Figure 1: Comparison between OSCAM and uncontrolled stereoscopy. At the beginning of the shot, the uncontrolled camera has the exact same setup as the OSCAM, so that initially comfortable stereopsis is ensured. The uncontrolled camera fails to preserve a comfortable disparity range, causing excessive disparities and hence inducing eye-strain to the viewer.

To control perceived depth efficiently and robustly, this work is looking for an exact mapping of any specific range of distances in the scene into a depth volume around the screen. We achieve such a mapping by geometrically deriving constraints on the stereoscopic parameters, namely the camera separation and convergence. These constraints alow an exact and computatinally cheap solution to control the range of disparities for any arbitrary scene content. Additionally, we show a novel approach of interpolating the stereo parameters over time in order to properly cope with discontinuous scene depth changes.


Our controller has a variety of benefits for interactive stereoscopic applications. Given the viewing geometry (screen size, viewing distance) we can map any scene content into a specific target depth range. This means that the content created by a producer is guaranteed to create the desired stereoscopic depth effect independent of the actual display device, be it for example a large polarized display or a small Nintendo 3DS (see Figure 2). Moreover, an application can be easily adapted to the depth or disparity constraints of a particular device, which helps to reduce ghosting or crosstalk artifacts.
Figure 2: Content produced for different screen sizes. The differing viewing conditions demand different disparities for the depth image to be perceived in the desired range.

When moving the camera through a scene, the render-depth is constantly changing. Improper camera convergence and interaxial separation can cause large disparity values when an obstacle suddenly comes close to the camera. An example is shown in Figure 1, where a player is moving fast through the environment. While our method is able to adapt to vast depth changes, uncontrolled stereoscopy causes excessive disparities and hence induces eye-strain to the viewer.

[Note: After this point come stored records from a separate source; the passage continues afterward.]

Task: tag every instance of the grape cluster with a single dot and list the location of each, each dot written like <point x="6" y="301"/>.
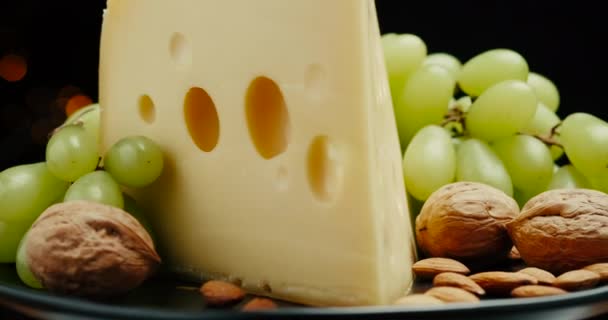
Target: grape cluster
<point x="72" y="172"/>
<point x="489" y="120"/>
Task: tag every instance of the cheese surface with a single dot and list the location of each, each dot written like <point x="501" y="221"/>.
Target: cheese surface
<point x="283" y="168"/>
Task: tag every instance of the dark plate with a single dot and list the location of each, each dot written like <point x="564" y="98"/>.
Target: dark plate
<point x="163" y="298"/>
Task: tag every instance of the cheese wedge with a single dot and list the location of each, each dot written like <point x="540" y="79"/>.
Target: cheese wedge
<point x="283" y="168"/>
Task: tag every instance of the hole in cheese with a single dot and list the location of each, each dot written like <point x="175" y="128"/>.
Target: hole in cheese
<point x="201" y="119"/>
<point x="147" y="110"/>
<point x="267" y="117"/>
<point x="282" y="178"/>
<point x="179" y="49"/>
<point x="324" y="168"/>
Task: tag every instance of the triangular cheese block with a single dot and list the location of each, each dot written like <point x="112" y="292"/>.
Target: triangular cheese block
<point x="283" y="169"/>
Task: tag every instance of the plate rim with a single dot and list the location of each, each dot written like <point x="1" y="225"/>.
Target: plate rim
<point x="41" y="300"/>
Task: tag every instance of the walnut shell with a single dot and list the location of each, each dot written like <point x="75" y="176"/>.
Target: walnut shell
<point x="562" y="230"/>
<point x="466" y="221"/>
<point x="89" y="249"/>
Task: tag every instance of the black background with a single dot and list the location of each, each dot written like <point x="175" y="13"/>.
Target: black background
<point x="563" y="40"/>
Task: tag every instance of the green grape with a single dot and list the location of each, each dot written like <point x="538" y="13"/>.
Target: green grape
<point x="585" y="141"/>
<point x="71" y="153"/>
<point x="423" y="101"/>
<point x="599" y="181"/>
<point x="567" y="177"/>
<point x="542" y="123"/>
<point x="429" y="162"/>
<point x="456" y="141"/>
<point x="545" y="89"/>
<point x="11" y="233"/>
<point x="27" y="190"/>
<point x="477" y="162"/>
<point x="491" y="67"/>
<point x="403" y="54"/>
<point x="455" y="128"/>
<point x="528" y="162"/>
<point x="88" y="118"/>
<point x="97" y="186"/>
<point x="134" y="161"/>
<point x="132" y="208"/>
<point x="448" y="61"/>
<point x="501" y="111"/>
<point x="463" y="103"/>
<point x="23" y="268"/>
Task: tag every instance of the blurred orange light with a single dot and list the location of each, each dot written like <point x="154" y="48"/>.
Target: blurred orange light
<point x="13" y="67"/>
<point x="77" y="102"/>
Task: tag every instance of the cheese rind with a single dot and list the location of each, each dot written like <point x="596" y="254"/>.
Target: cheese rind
<point x="314" y="211"/>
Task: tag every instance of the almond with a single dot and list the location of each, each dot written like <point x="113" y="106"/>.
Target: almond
<point x="601" y="269"/>
<point x="259" y="304"/>
<point x="577" y="280"/>
<point x="417" y="300"/>
<point x="543" y="276"/>
<point x="514" y="254"/>
<point x="220" y="293"/>
<point x="451" y="294"/>
<point x="451" y="279"/>
<point x="536" y="291"/>
<point x="501" y="282"/>
<point x="429" y="268"/>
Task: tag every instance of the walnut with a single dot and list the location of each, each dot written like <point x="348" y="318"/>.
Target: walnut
<point x="466" y="221"/>
<point x="89" y="249"/>
<point x="562" y="230"/>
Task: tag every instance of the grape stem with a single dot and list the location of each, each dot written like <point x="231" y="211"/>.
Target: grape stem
<point x="455" y="115"/>
<point x="550" y="139"/>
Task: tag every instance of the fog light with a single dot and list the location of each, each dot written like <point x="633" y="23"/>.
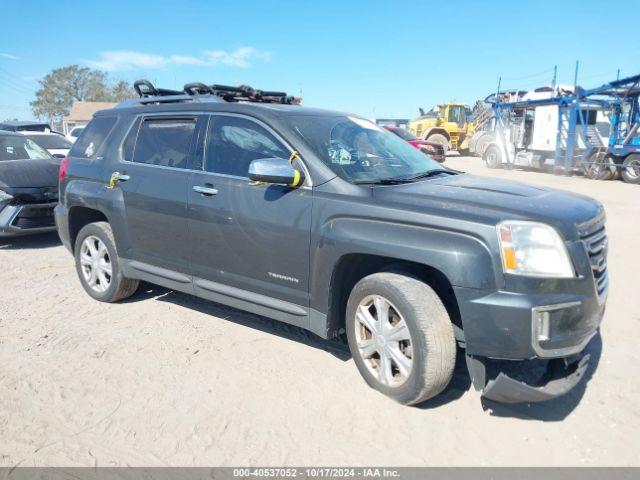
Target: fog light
<point x="543" y="326"/>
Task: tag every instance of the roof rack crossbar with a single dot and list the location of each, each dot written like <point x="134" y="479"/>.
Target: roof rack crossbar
<point x="244" y="93"/>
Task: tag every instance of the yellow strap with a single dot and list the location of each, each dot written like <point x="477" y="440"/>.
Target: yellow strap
<point x="296" y="178"/>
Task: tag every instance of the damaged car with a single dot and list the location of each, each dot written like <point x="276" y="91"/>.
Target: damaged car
<point x="326" y="221"/>
<point x="28" y="186"/>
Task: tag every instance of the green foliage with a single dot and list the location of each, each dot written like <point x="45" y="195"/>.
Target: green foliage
<point x="62" y="86"/>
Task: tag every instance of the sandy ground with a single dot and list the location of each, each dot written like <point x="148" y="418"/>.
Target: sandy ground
<point x="167" y="379"/>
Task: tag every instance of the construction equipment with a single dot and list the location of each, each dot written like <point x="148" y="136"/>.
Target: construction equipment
<point x="450" y="125"/>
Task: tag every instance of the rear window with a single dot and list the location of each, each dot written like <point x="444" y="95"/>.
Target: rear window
<point x="50" y="141"/>
<point x="92" y="137"/>
<point x="14" y="147"/>
<point x="164" y="142"/>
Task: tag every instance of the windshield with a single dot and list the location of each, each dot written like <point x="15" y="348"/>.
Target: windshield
<point x="360" y="151"/>
<point x="50" y="141"/>
<point x="20" y="148"/>
<point x="404" y="134"/>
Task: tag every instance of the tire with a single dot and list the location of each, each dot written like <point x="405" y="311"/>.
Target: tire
<point x="430" y="348"/>
<point x="492" y="156"/>
<point x="93" y="264"/>
<point x="440" y="140"/>
<point x="599" y="166"/>
<point x="631" y="169"/>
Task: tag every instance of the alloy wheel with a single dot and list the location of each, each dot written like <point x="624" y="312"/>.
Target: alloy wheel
<point x="96" y="264"/>
<point x="384" y="341"/>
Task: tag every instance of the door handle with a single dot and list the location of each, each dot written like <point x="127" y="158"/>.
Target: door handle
<point x="207" y="190"/>
<point x="117" y="177"/>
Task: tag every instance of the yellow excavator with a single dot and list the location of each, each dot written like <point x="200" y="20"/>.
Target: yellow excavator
<point x="450" y="125"/>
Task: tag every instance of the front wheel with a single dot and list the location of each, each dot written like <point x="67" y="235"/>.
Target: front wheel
<point x="98" y="264"/>
<point x="400" y="336"/>
<point x="631" y="169"/>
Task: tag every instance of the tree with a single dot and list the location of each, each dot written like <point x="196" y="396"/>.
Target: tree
<point x="63" y="86"/>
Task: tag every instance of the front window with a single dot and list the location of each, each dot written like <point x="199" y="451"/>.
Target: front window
<point x="234" y="142"/>
<point x="20" y="148"/>
<point x="359" y="151"/>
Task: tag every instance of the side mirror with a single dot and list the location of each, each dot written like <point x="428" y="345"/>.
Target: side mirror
<point x="275" y="170"/>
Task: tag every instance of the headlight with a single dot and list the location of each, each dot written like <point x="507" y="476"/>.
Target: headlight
<point x="533" y="249"/>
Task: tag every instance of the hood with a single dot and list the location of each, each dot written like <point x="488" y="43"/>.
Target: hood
<point x="21" y="174"/>
<point x="489" y="200"/>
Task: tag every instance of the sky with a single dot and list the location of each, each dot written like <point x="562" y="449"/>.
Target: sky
<point x="379" y="59"/>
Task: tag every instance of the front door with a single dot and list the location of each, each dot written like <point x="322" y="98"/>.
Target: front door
<point x="249" y="242"/>
<point x="156" y="161"/>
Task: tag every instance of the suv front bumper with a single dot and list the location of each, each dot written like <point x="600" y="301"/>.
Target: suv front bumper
<point x="26" y="219"/>
<point x="508" y="332"/>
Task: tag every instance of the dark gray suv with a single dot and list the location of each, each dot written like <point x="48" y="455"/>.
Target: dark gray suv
<point x="325" y="221"/>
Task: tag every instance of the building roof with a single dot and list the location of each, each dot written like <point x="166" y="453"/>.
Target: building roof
<point x="83" y="111"/>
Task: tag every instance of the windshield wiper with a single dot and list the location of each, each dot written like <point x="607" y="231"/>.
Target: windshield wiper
<point x="399" y="180"/>
<point x="382" y="181"/>
<point x="430" y="173"/>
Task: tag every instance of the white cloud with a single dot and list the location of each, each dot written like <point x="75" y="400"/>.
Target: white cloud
<point x="124" y="60"/>
<point x="238" y="58"/>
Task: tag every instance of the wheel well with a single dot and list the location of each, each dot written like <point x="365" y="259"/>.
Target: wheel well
<point x="354" y="267"/>
<point x="81" y="216"/>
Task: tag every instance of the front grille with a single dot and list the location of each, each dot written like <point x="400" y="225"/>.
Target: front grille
<point x="594" y="236"/>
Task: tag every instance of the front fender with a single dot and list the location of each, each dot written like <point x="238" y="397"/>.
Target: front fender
<point x="464" y="259"/>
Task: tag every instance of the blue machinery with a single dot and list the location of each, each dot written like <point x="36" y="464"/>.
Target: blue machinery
<point x="618" y="98"/>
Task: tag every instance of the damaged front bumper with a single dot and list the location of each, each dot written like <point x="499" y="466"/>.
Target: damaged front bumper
<point x="559" y="377"/>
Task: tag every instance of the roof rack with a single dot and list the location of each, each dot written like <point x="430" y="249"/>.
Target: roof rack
<point x="244" y="93"/>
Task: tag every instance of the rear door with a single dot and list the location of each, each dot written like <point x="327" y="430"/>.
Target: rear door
<point x="156" y="160"/>
<point x="254" y="238"/>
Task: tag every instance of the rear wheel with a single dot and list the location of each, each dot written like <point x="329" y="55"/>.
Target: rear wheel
<point x="631" y="169"/>
<point x="400" y="336"/>
<point x="492" y="156"/>
<point x="98" y="264"/>
<point x="440" y="140"/>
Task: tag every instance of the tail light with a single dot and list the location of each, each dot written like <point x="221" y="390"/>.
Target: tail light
<point x="64" y="166"/>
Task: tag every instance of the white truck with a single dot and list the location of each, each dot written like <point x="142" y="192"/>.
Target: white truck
<point x="527" y="135"/>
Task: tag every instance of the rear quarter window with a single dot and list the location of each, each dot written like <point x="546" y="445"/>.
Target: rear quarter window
<point x="92" y="137"/>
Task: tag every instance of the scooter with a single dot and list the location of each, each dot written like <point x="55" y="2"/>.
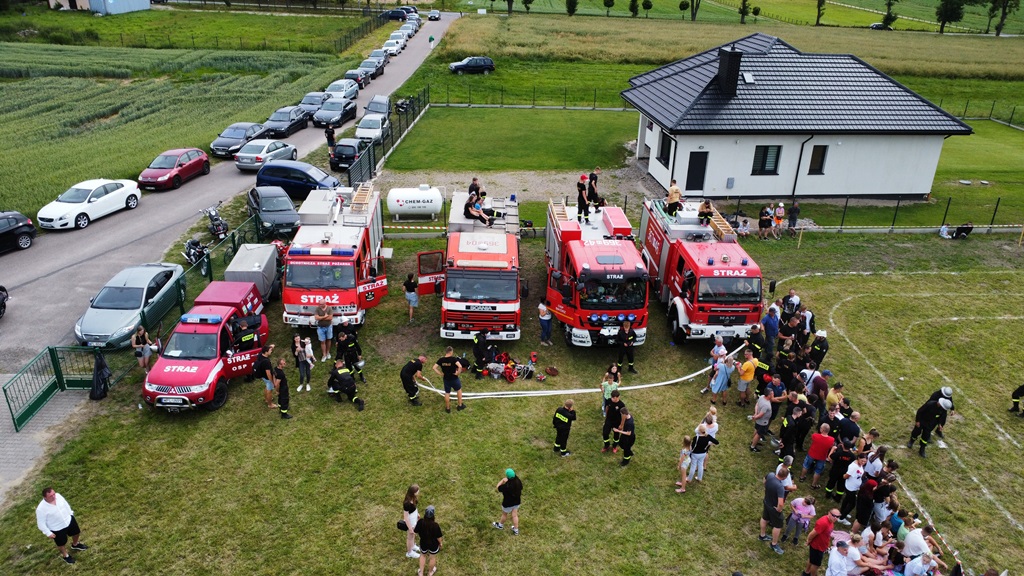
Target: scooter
<point x="218" y="225"/>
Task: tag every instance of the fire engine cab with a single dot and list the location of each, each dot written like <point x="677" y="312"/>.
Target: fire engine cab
<point x="477" y="276"/>
<point x="208" y="348"/>
<point x="711" y="285"/>
<point x="596" y="278"/>
<point x="336" y="256"/>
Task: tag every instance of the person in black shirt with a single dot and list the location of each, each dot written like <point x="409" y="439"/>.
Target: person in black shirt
<point x="511" y="490"/>
<point x="449" y="369"/>
<point x="627" y="434"/>
<point x="562" y="420"/>
<point x="626" y="338"/>
<point x="412" y="371"/>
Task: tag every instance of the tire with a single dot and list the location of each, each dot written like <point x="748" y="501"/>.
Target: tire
<point x="219" y="397"/>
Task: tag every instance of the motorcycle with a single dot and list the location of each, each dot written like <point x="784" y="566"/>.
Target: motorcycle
<point x="218" y="225"/>
<point x="197" y="252"/>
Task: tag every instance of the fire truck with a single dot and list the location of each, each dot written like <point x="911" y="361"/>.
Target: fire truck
<point x="336" y="256"/>
<point x="711" y="285"/>
<point x="207" y="348"/>
<point x="477" y="275"/>
<point x="596" y="278"/>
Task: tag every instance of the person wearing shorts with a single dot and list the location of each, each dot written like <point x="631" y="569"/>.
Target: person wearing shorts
<point x="56" y="521"/>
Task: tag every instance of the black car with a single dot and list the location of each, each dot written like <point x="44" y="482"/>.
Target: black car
<point x="275" y="210"/>
<point x="286" y="121"/>
<point x="473" y="65"/>
<point x="236" y="136"/>
<point x="16" y="231"/>
<point x="346" y="152"/>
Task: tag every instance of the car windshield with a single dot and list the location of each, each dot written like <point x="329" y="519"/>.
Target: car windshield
<point x="311" y="275"/>
<point x="183" y="345"/>
<point x="118" y="297"/>
<point x="164" y="161"/>
<point x="75" y="195"/>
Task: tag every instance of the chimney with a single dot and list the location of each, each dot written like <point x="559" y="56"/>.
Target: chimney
<point x="728" y="70"/>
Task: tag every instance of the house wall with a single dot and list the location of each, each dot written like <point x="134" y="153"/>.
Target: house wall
<point x="855" y="165"/>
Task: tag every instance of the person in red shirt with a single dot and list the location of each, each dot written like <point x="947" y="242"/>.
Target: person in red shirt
<point x="818" y="540"/>
<point x="817" y="454"/>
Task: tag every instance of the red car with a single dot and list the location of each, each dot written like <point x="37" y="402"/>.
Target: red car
<point x="173" y="167"/>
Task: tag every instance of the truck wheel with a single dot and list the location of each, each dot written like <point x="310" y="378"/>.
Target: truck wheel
<point x="219" y="397"/>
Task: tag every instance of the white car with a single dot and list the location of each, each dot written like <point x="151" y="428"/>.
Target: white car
<point x="87" y="201"/>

Our method also provides intuitive and exact stereoscopic control by allowing the viewer to adapt the perceived borders of the depth range to the respective personal comfort zone. The user can also define high-level goals for the depth. The viewer may specify to move or scale the target depth image, without worrying about the exact depth values or the stereoscopic camera parameters. OSCAM also provides an interesting tool for content creators and artists in production. Our controller can be used to intuitively script perceived depth for different scene parts and hence create artistic effects such as emphasized depth for certain objects, stereoscopic flatlands, etc.